According to the Institute for Energy Economics and Financial Analysis, the Board of Commerce and Industry, which has the authority to approve the exemptions, received about 12,000 applications for exemptions from 1998-2016. It approved 99.95% of them. Between 2000 and 2019, 97% of the projects were completed when their requests were filed—and there has been no requirement that the companies receiving exemptions create jobs.

ITEP has remained virtually unchanged since 1974. In 2016, Louisiana Gov. John Bel Edwards signed an executive order giving local governing bodies affected by the exemptions a say over them for the first time.

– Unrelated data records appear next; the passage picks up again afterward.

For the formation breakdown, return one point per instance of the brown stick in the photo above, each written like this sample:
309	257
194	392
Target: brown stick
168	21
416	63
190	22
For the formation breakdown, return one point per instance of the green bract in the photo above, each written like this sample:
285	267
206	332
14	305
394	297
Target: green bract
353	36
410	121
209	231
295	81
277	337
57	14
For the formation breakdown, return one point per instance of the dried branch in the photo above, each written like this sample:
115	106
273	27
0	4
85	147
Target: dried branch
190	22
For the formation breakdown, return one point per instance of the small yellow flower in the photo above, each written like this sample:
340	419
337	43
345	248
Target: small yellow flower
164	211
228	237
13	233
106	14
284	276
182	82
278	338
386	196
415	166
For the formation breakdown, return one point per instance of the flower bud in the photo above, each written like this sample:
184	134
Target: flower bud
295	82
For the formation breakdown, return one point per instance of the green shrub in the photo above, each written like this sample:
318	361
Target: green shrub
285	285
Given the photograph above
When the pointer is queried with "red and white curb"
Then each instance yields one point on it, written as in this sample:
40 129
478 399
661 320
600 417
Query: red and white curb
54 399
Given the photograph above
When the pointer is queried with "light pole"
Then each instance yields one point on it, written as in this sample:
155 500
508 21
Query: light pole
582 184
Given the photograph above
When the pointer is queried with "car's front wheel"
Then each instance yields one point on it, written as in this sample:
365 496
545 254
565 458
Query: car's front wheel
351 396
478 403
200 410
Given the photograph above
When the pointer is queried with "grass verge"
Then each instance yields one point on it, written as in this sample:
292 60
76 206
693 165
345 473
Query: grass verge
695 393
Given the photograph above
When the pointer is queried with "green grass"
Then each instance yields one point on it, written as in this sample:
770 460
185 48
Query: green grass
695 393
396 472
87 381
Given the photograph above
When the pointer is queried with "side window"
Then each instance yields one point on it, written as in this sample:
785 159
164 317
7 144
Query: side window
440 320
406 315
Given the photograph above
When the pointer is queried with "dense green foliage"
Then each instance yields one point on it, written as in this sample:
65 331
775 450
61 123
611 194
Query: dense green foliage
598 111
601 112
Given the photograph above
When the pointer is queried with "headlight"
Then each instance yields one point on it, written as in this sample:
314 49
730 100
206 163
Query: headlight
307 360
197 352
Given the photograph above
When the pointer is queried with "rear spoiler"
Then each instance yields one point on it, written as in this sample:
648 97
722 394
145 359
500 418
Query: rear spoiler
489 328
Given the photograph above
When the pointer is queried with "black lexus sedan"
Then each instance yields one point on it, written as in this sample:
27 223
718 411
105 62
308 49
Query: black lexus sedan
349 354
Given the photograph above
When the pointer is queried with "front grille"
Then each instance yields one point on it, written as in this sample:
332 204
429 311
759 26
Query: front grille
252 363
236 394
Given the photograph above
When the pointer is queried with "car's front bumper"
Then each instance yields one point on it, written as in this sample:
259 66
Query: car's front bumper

Research shows that these reforms were successful in netting funds for parish and local services, according to Louisiana Budget Project.
The importance of grassroots organizing
Until people vote and let their voices be heard, and stop the tax giveaway, not much will change, protest or not. Environmental Activism in Louisiana didn’t just start after the storms; it goes back decades and has continued since that point, and non-native residents of Louisiana don’t know the history. Many people behind the scenes do a lot of the work away from the cameras. To those people, we say thanks.

Follow up questions
With all the planned LNG facilities in the area, what effective plans are in place to stop them?
With all of the industries not paying their fair share through ITEP, how can we improve services and the quality of life?
Is effective leadership in the area genuinely concerned with the health, financial burdens, and quality of life issues we face as a community?
How much money is coming into groups here to fight LNG buildouts?
SWLA has had issues with the environment since the first oil- well in Mamou in the 1800’s. The environmental changes were documented in a film entitled Louisiana Story in 1948 made after the arrival of Phillips 66 in 1941. Our first plant. With so much history here, why aren’t the locals that have experienced the devastation caused by the refineries being utilized to tell the stories they actually lived through? They are the true warriors and front line leaders.